Evet, değişir. Hem de en baskıcı, en otoriter, en totaliter, en zalim, en değişmez görünenler bile!

O değişim bazen o kadar hızlı ve çarpıcı olur ki, aklımız almaz ve komplo teorilerine sarılırız bir açıklama için.

İran Şahı Rıza Pehlevi’nin iktidarı da o türden bir iktidardı. Ortadoğu’nun en güçlü ordusuna, en güçlü istihbarat teşkilatına, en zalim işkence aygıtına sahipti. Hapishanelerinden yükselen işkence sesleri sokaklarda yankılanıyordu.
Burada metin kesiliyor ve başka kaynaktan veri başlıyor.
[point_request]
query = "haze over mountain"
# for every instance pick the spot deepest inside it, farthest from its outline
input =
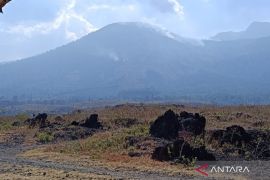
(255, 30)
(138, 61)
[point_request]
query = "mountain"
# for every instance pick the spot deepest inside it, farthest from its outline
(139, 61)
(254, 31)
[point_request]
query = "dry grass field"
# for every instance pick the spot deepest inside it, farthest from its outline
(107, 151)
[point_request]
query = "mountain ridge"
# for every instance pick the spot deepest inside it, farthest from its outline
(123, 61)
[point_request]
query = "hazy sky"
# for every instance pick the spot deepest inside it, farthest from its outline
(34, 26)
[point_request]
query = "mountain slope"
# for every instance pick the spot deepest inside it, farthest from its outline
(137, 61)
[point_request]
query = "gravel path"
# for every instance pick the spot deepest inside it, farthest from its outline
(8, 155)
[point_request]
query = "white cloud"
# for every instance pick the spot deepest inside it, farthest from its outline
(177, 7)
(73, 19)
(65, 18)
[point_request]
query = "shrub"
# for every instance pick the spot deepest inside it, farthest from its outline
(44, 137)
(5, 126)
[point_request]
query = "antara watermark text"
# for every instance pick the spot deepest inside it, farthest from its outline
(229, 169)
(206, 170)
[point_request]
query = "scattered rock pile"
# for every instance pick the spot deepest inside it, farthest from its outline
(168, 127)
(180, 149)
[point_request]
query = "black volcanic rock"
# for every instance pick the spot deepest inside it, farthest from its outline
(166, 126)
(92, 122)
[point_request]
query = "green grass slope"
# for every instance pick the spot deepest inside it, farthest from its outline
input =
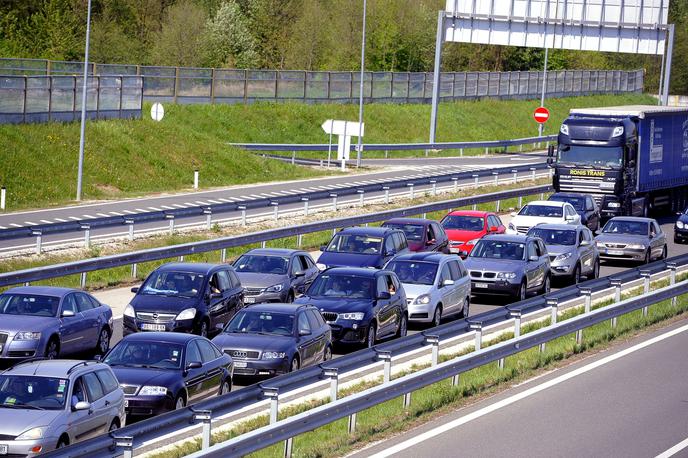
(38, 163)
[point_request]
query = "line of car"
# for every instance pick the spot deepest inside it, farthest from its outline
(273, 311)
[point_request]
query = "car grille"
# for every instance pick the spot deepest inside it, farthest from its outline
(329, 316)
(129, 390)
(156, 317)
(242, 354)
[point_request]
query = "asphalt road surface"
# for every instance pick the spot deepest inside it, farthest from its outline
(629, 401)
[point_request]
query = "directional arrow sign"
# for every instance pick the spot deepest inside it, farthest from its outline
(351, 129)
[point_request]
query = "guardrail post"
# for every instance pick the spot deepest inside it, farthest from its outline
(272, 394)
(127, 444)
(130, 223)
(171, 220)
(205, 417)
(243, 214)
(433, 340)
(646, 285)
(333, 374)
(275, 210)
(478, 328)
(386, 357)
(87, 234)
(208, 212)
(39, 241)
(672, 279)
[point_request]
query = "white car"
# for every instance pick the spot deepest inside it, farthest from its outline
(542, 212)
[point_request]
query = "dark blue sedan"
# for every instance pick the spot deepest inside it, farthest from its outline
(270, 339)
(42, 321)
(163, 371)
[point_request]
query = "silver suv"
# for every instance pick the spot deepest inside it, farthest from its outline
(48, 404)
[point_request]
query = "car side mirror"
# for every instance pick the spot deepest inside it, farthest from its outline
(81, 405)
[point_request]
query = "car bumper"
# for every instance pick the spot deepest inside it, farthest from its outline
(17, 448)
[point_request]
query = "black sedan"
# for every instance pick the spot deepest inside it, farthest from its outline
(159, 371)
(270, 339)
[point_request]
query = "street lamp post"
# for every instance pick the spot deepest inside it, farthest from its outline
(83, 107)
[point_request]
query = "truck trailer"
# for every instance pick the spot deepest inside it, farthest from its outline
(632, 159)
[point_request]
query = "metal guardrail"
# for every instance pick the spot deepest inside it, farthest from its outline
(155, 254)
(40, 230)
(114, 444)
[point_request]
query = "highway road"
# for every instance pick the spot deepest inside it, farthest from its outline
(628, 401)
(405, 169)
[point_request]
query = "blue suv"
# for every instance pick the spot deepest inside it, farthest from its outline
(360, 305)
(363, 247)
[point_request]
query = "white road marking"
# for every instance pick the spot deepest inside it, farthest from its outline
(524, 394)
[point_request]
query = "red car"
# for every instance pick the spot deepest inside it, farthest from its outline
(465, 227)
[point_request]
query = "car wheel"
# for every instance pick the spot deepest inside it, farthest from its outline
(403, 326)
(295, 364)
(437, 316)
(371, 338)
(103, 344)
(52, 350)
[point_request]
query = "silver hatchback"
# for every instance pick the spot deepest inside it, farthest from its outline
(48, 404)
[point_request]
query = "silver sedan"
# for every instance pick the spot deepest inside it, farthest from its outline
(571, 249)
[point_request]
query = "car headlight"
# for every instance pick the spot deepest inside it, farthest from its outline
(187, 314)
(33, 434)
(274, 288)
(27, 335)
(153, 391)
(422, 299)
(563, 257)
(273, 355)
(129, 311)
(355, 316)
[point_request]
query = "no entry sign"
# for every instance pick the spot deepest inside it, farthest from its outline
(541, 115)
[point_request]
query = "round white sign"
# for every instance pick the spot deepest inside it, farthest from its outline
(157, 111)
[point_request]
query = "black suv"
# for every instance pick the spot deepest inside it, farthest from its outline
(185, 297)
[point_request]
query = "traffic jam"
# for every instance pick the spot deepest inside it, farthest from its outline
(193, 330)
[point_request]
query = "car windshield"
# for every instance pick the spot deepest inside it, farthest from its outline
(547, 211)
(257, 263)
(577, 202)
(590, 156)
(414, 232)
(184, 284)
(554, 236)
(358, 243)
(417, 273)
(626, 227)
(349, 286)
(498, 249)
(146, 353)
(28, 304)
(463, 223)
(256, 322)
(33, 392)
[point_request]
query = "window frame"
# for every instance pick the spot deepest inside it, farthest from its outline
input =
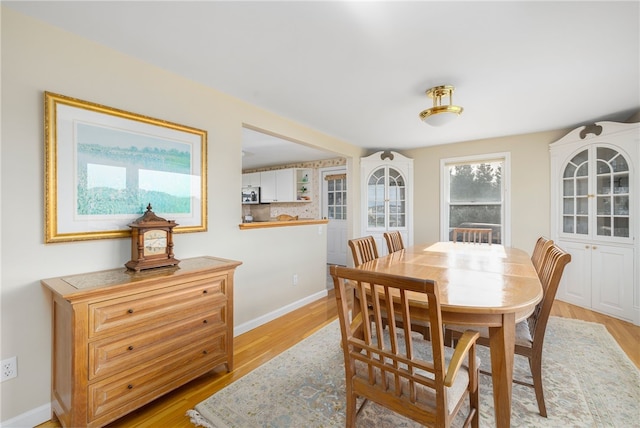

Devrilip de ülkesinden kaçmadan daha birkaç yıl önce İran’da “monarşinin 2500’üncü yılı kutlamaları” yapılıyordu.

Öyle kolay ve hızla yıkıldı ki, kimse inanamadı! O günlerde, nasıl olup da Amerikalıların ve güçlü kuklaları Şah’ın çekip gidebildiğine yanıt arayan Ayandegan gazetesi, “Amerika böyle planlamıştı” diyen bir makale yayınlamıştı. ABD gibi süper akıllı bir süper gücün böyle birkaç günde devrilmesini açıklayan bu komplo teorisinin alıcısı o kadar çoktu ki gazete kısa sürede yeni baskı yaptı.

1988 yılında ODTÜ’de yazdığım yüksek lisans tezimde “İran Devriminde Dinin ve Ulamanın Rolü”nü irdelemiştim. Teze, devrime çok farklı çevrelerin farklı nedenlerle büyük bir coşku ve “umut”la destek verdiğini ama mollaların iktidara el koymalarından sonra o umudun “hayal kırıklığı”na dönüştüğünü anlatan bir fıkra ile başlamıştım. Ülkelerinden kaçan ve Türkiye’deki sayıları da milyonları bulan İranlı mültecilerden dinlediğim bir fıkraydı.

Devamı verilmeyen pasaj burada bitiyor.